Trastuzumab is a monoclonal antibody with established efficacy in combination with chemotherapy, improving progression-free survival and overall survival in women with metastatic and early stage, human epidermal growth factor receptor 2 (HER2)-positive breast cancer. In August 2021, the Early Breast Cancer Trialists’ Collaborative Group (EBCTCG) published results from a meta-analysis evaluating the long-term benefits and risks of trastuzumab on breast cancer recurrence and cause-specific mortality. Individual patient-level data for 13,864 women from 7 randomized trials were included in the analysis. Of these, 3685 (26.6%) patients had disease recurrence over a median follow-up of 10.7 years.
Consistent with previous studies, in the pooled analysis there was a highly significant reduction in recurrence (0.66) and breast cancer mortality (0.67) in patients who received chemotherapy + trastuzumab vs chemotherapy alone. There was a 9.0% absolute reduction in 10-year risk of recurrence and a 6.4% reduction in 10-year breast cancer mortality. Results were similar among patients with estrogen receptor (ER)-negative and ER-positive cancers, tumor grade and diameter subgroups, histologic subtypes, and across nodal status subgroups. However, it was noted that the absolute reduction in 5-year risk was greatest in patients with more involved nodes, due to their higher absolute risk of recurrence. The reductions in recurrence were greatest in years 0–1, then lower in years 2–4 and 5–9. In subgroup analysis, trastuzumab reduced distant and local recurrence, but not contralateral breast cancer incidence. Results did not differ significantly between patients who received trastuzumab and chemotherapy concurrently and those who received trastuzumab sequentially after completion of chemotherapy.
Regarding safety, historically trastuzumab has been associated with cardiac toxicity. In this analysis, the proportion of patients with congestive heart failure and asymptomatic decrease in left ventricular ejection fraction was low, although consistently higher in the trastuzumab group. The authors concluded that there are appreciable benefits from the addition of trastuzumab to chemotherapy for all patients with HER2-positive breast cancer who are fit enough to receive systemic therapy.

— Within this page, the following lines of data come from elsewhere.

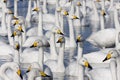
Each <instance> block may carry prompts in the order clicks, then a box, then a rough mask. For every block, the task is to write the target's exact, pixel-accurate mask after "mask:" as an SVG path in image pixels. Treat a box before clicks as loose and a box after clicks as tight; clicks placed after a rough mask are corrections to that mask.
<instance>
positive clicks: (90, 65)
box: [79, 58, 92, 69]
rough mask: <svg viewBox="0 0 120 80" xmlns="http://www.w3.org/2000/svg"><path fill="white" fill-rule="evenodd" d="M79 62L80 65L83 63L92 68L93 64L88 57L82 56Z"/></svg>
mask: <svg viewBox="0 0 120 80" xmlns="http://www.w3.org/2000/svg"><path fill="white" fill-rule="evenodd" d="M79 64H80V65H83V66H85V67H87V68H90V69H92V66H91V65H90V64H89V62H88V60H87V59H86V58H81V59H80V60H79Z"/></svg>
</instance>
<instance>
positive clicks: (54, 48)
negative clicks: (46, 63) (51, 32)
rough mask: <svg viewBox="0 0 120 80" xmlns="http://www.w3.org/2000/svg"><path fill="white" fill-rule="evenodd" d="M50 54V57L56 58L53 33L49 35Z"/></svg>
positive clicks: (53, 34)
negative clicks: (50, 56) (50, 54)
mask: <svg viewBox="0 0 120 80" xmlns="http://www.w3.org/2000/svg"><path fill="white" fill-rule="evenodd" d="M50 54H51V59H53V60H56V59H57V57H58V56H57V50H56V45H55V33H52V34H51V37H50Z"/></svg>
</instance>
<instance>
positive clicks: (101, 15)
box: [100, 15, 105, 30]
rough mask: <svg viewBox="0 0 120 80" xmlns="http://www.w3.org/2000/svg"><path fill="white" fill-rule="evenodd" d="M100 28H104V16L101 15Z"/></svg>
mask: <svg viewBox="0 0 120 80" xmlns="http://www.w3.org/2000/svg"><path fill="white" fill-rule="evenodd" d="M100 20H101V21H100V23H101V25H100V26H101V30H103V29H105V17H104V16H103V15H101V16H100Z"/></svg>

A posthoc meta-analysis showed fewer recurrences with 12 months of trastuzumab than with 6 months, and the authors stated that an individual patient-level data analysis is needed to help clarify the risks and benefits of extended treatment with trastuzumab. They proposed that the efficacy of trastuzumab might also be enhanced by adding other HER-directed therapies, giving combination therapy before surgery, or adapting treatment according to initial tumor response. Further exploration of cancer biology (eg, relevance of tumor-infiltrating lymphocytes or tumor genomics) may help to individualize treatment approaches. Despite previously reported adverse effects of trastuzumab on cardiac function, cardiovascular deaths were infrequent and were not increased by trastuzumab in this analysis. Longer follow-up of the trials is needed to evaluate safety beyond 10 years after treatment.
This analysis supports the addition of trastuzumab to chemotherapy for patients with operable HER2-positive breast cancer, further reducing recurrence and mortality from breast cancer by about a third. The biggest impact on recurrence typically emerged early in treatment and absolute benefits were substantial, even in patents with node-negative disease, so the EBCTCG recommends trastuzumab for all patients with HER2-positive breast cancer who are able to receive systemic therapy. To manage cardiac toxicity, sequential administration allows for assessment of cardiac function in high-risk patients, while concurrent administration is advised for patients with low cardiac risk.